Whitney Aguiniga (Mills) works in humorous photography that speaks to the humiliation of artistic trials and tribulations. Exploring different materials and challenging herself to take the meticulously rendered photographs with no outside help, Aguiniga toes the line between success and failure while commenting on the archetype of ‘The Artist’, similar to how Cindy Sherman before her addressed ‘The Woman’. For Keith Daly (SJSU), the presentation of a book of rejected applications to previous Embark shows is a droll exercise in self-deprecation and irony. It not only outlines a most common experience for emerging artists and graduate students, but is also a nod to past conceptual art that catalogs failure, like Michael Asher’s “The Museum As Muse,” in which Asher edited a catalog of all the works deaccessioned by the MoMA since 1929.

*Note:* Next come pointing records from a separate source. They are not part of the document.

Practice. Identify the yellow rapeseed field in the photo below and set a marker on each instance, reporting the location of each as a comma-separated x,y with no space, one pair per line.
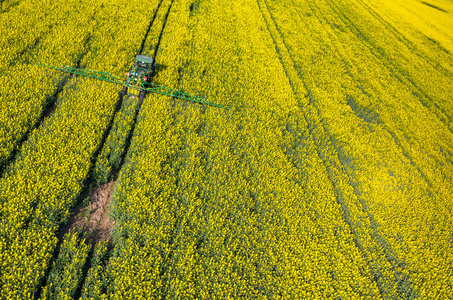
331,177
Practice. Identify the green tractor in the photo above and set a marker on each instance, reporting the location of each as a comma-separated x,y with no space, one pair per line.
137,82
139,76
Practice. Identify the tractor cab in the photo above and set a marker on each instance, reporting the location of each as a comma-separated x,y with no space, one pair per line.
138,76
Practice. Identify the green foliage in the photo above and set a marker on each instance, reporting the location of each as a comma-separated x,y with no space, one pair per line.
66,271
95,283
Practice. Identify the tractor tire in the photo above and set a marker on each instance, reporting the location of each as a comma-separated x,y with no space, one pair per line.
142,95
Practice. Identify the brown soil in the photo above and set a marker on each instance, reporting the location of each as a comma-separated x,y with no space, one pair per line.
94,218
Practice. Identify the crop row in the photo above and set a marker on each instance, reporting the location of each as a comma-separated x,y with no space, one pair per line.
40,187
218,204
390,128
34,36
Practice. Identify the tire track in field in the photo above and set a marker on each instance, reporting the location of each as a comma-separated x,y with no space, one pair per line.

Flavia D’Urso (CCA) is a ceramic sculptor whose work speaks to corporeal vulnerability- the failure of the body in the face of decay and when corrupted by the machine. Mattson Fields (Mills) explores the binary expectations of identity as both a man and a gay man, to embrace masculinity or to reject it. In his own words, “I oscillate between the two, never truly achieving either.” Tamara Porras (CCA) presents a heartfelt research project she began upon discovering the man who raised her was not her biological father. This exploration of the failure of family, memory and heritage reveals how one’s search for selfhood can often be futile, or at least out of our immediate control. Meganne Rosen (CCA) addresses the failure of the nation in the 2016 election. Inspired by the “subversive pockets of women” in the Midwest who did not vote for Trump, and disgusted by the 53% who did, Rosen has created a visual representation of the violent ideological rupture in contemporary American politics.
Press Previews by appointment.
Opening Reception: Friday, June 16, 2017. 6-9pm.
Hours: 12–5pm every Saturday and Sunday, June 17- July 22, 2017.